Here are some of the resources:
- Books about Pain and Pain Management
Learn more about what might be causing some of your pain and therapies or techniques recommended by physicians for each type of pain
- Pharmacological therapies approved for Fibromyalgia
Review of medications approved by Food Drug Administration (FDA) specifically for the treatment of fibromyalgia
- Comprehensive Treatment of Fibromyalgia
Advice from an internationally known FM specialist, Robert Bennett M.D., FRCP
- Treatments: Conventional Medicine
Summary of conventional treatments, for pain, and other symptoms plus numerous resources
If you suffer pain from fibromyalgia, request that your physician acquire a copy of recently published article in Journal of Rheumatology, July 15, 2011;38(7) which may promote more realistic expectations about FM, including pain: A study of 1555 FM Patients provides valuable insight on longitudinal outcome of FM.
Notice about names
The Massachusetts ME/CFS & FM Association would like to clarify the use of the various acronyms for Chronic Fatigue Syndrome (CFS), Chronic Fatigue & Immune Dysfunction Syndrome (CFIDS) and Myalgic Encephalomyelitis (ME) on this site.
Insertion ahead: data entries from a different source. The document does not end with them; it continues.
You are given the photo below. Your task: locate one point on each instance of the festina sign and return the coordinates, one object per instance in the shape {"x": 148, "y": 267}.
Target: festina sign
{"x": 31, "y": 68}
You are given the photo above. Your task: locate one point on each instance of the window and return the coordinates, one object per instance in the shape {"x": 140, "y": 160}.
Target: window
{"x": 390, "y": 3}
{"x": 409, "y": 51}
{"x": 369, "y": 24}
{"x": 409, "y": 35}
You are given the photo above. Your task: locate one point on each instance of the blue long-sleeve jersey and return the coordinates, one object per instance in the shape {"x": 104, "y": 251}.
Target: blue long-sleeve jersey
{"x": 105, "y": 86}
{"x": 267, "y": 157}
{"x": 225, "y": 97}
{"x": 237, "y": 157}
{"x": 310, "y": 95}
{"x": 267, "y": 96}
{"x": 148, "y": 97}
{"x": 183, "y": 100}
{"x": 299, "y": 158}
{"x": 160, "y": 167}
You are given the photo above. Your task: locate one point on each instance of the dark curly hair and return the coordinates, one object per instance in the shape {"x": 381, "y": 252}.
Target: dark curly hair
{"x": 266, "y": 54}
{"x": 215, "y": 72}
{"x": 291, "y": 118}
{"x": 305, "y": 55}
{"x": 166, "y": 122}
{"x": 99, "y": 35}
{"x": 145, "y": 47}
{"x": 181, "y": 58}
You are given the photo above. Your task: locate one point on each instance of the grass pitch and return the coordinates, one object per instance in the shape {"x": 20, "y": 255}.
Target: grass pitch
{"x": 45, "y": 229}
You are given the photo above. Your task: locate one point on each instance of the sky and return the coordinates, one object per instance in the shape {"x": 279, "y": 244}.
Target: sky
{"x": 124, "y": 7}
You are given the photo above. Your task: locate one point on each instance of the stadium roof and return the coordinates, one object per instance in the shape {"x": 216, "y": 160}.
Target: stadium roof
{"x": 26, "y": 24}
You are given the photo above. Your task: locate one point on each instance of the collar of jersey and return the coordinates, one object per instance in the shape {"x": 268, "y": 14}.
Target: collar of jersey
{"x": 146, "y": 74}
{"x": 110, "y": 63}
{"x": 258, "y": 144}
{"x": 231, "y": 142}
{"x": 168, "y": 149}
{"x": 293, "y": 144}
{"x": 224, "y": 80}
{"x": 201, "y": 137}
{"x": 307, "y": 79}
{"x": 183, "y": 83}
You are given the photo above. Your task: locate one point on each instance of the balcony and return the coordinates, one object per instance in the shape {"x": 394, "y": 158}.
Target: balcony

When we generate our own articles on the illness, we will refer to it as ME/CFS, the term now generally used in the United States. When we are reporting on someone else’s report, we will use the term they use. The National Institutes of Health (NIH) and other federal agencies, including the CDC, are currently using ME/CFS.
Massachusetts ME/CFS & FM Association changed its name in July, 2018, to reflect this consensus.